McCarthy also said that officials within commissions are beginning to learn some startling truths about the link between brain trauma and weight cutting.

"As a referee I don’t train fighting like I used to, I train understanding people and knowledge of what occurs," he said. "And one of the things that we’re getting into, with traumatic brain injuries and all these different things -- CTE, which is occurring -- and we’re learning a lot.

"One of the things that we’re learning is, we don’t get a lot of heavy fighters, fighters that don’t cut weight, having traumatic brain injuries. But we do have a lot of lighter fighters who cut a lot of weight. They’re the ones that end up being our problem. And a lot of it we’re learning is because of dehydration and them cutting weight. They lose water, they try and replenish the water, they try to replenish the electrolytes in their body. Everything in our body is made of water basically. And when it drains it doesn’t come back in the same form and function that it was before you drained it. It takes time. And the weight-cutting and the weigh-in process and everything is one of the things that I look at that’s going to be a huge factor in what’s going to happen in the future. I think athletic commissions starting to change it."

McCarthy noted some of the steps that have been taken over the years to increase fighter safety, going back to 1982 when the tragic boxing bout between Ray Mancini and Duk-Koo Kim took place.

"That was back in Las Vegas at Caesars Palace, and when they fought that was the same-day weigh-in," he said. "And so [after Kim died] they took away the 15 rounds, they went to 12, and they decided we’re going to do a day before weigh-ins to try and let them hydrate and stuff. But now we have people trying to cut even more weight because of it, and so there’s going to be some studies done on it that says, how is it that we can help the fighters be safe.
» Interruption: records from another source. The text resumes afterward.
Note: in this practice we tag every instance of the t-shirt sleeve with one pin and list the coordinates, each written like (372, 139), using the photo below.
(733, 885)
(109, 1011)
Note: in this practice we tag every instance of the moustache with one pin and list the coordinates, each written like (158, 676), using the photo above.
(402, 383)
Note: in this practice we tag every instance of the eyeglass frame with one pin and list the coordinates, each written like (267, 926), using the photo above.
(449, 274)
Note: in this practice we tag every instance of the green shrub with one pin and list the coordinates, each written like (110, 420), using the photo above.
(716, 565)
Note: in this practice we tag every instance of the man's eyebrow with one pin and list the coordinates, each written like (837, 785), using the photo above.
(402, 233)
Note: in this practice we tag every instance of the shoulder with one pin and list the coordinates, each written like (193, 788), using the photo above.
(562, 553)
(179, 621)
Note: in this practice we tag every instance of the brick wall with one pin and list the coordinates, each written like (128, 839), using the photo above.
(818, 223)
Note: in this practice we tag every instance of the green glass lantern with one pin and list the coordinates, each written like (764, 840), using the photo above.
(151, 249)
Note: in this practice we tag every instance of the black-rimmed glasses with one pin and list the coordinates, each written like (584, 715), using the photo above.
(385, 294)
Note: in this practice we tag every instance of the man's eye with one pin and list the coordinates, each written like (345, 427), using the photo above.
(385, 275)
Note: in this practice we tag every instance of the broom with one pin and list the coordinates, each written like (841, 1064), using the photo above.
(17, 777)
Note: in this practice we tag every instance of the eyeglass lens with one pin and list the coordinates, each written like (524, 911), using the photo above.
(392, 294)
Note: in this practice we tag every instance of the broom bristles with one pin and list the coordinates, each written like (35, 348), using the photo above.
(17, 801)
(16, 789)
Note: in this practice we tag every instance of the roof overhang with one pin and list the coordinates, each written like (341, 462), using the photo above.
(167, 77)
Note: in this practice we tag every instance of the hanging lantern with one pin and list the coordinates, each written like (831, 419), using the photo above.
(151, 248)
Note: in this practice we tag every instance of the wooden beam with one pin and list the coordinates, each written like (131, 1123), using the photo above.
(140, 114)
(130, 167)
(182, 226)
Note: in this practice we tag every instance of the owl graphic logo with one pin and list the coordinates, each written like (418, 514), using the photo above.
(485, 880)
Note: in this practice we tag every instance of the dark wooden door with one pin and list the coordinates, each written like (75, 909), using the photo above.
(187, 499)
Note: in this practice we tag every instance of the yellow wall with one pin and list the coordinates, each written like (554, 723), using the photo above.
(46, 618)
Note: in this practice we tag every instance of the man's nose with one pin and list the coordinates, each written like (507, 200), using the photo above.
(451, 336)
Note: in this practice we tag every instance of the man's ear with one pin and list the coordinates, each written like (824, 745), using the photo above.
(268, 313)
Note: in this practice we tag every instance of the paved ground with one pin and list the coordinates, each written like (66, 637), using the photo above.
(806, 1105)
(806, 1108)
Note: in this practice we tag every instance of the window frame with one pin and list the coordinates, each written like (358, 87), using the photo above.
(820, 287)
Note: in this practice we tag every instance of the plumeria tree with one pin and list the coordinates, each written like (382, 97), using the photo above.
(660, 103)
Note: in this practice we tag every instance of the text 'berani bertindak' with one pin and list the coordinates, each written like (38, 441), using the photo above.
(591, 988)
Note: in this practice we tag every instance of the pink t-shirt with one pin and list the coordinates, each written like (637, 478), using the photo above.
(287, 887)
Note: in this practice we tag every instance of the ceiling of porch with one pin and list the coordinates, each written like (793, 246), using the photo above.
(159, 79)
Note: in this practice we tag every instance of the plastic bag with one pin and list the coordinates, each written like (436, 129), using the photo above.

"And that’s really the athletic commission’s job, is to help with the safety of this. Because what the fighters are doing, and what Renan Barao’s doing, it’s unhealthy for him. It’s not only unhealthy on the night of the fight, it’s unhealthy for him later on. There’s things that occur -- kidney failure, all these different things -- that they don’t think about, that are possible based upon you depleting your body the way you are.

Asked what he thought of dual weigh-ins, as some states like North Carolina practice where a fighter weighs in once the day before, and then again the day after to make sure they don’t add too much weight, McCarthy said that ideology might be on the right track. One way or another, weight cutting is a problem that needs to be examined more closely.

"It’s not a bad idea," he said. "Like what they’re doing in amateur wrestling with hydrostatic testing as far as testing people when they’re regular and saying, ‘ok, here’s the least I’ll allow you to weigh for a fight.’ And telling them, ‘go ahead, you can probably cut more weight than that, but we’re not going to allow it. We’re not going to allow you to fight.’ And putting fighters into brackets. Letting them go in, if they want to have a certain time when they can go to a doctor and have hydrostatic redone to you, they change the actual composition of their body, and they could actually be a lighter fighter at this point, fine, let them do it the right way.

"But we’ve got to put a handle on not allowing people to freelance this in a fashion where it can absolutely affect their health and safety, both in that night of the fight, and in life."